Cuban authorities have never allowed the opposition to form a federation that would give it a more significant role in determining the island's destiny.
After a release of prisoners in February at the Pope's request, Foreign Minister Roberto Robaina warned that the freeing of the inmates should not encourage Cuba's domestic dissidents.
The 1996 meeting was planned to bring together about 100 opposition groups. This time, the Cuban Democratic Socialist Current, which has no legal status, is organizing what it calls an Open Forum.
The meeting, set for late April or early May, is not designed to create confrontation with President Fidel Castro's nearly 40-year-old government, said Manuel Cuesta, one of the organizers.
Instead, Cuesta said, the talk will focus on ``possible definitions in the future democratization of Cuban society.''
Cuba has released nearly 300 prisoners since the pope's visit, including about 70 dissidents.
``Clearly, dissidents were energized after the Pope's visit but maybe in a direction that is more appropriate for our times, which is one of shifting, of reconciliation, but not of disruptive change,'' Cuesta said.
At the same time that the open forum is being organized, the Christian Liberation Movement began work last month on an initiative to demand a referendum.
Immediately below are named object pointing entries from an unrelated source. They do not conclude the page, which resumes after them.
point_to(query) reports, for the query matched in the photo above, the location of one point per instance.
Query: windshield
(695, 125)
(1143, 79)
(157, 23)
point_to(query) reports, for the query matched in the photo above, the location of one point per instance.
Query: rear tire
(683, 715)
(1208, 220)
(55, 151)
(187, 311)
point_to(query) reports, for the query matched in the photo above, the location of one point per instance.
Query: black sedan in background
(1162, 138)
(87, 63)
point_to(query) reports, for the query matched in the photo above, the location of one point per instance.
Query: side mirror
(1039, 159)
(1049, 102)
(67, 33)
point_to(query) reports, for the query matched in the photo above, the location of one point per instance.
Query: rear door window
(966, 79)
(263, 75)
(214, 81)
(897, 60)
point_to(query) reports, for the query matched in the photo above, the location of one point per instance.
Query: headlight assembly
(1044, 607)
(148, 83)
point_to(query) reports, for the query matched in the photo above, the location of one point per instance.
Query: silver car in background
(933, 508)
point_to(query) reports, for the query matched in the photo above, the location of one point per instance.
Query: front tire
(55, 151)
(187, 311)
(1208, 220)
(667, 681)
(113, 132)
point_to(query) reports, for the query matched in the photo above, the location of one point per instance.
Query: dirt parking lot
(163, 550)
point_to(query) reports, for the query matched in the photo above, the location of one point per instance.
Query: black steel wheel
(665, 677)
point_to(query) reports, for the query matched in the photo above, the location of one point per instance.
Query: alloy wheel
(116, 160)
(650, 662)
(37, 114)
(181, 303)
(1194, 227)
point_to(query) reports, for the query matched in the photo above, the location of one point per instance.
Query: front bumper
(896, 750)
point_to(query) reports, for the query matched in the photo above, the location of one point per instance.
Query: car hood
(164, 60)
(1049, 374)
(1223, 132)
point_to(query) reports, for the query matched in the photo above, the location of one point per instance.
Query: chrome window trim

The movement's goal is to get 10,000 signatures on a petition demanding a vote on political change. The petition would be presented to the National Assembly of People's Power.
Oswaldo Paya, a leader of the Christian Liberation Movement, said the petition is being passed around informally and ``could count on the support of various dissident groups'' but acknowledged that it would be difficult to collect the signatures.
To avoid a direct clash with the government, Paya said his group was seeking to force Castro's government to live up to the current constitution while amending or creating laws permitting freedom of expression, free association, changes in electoral law and general elections.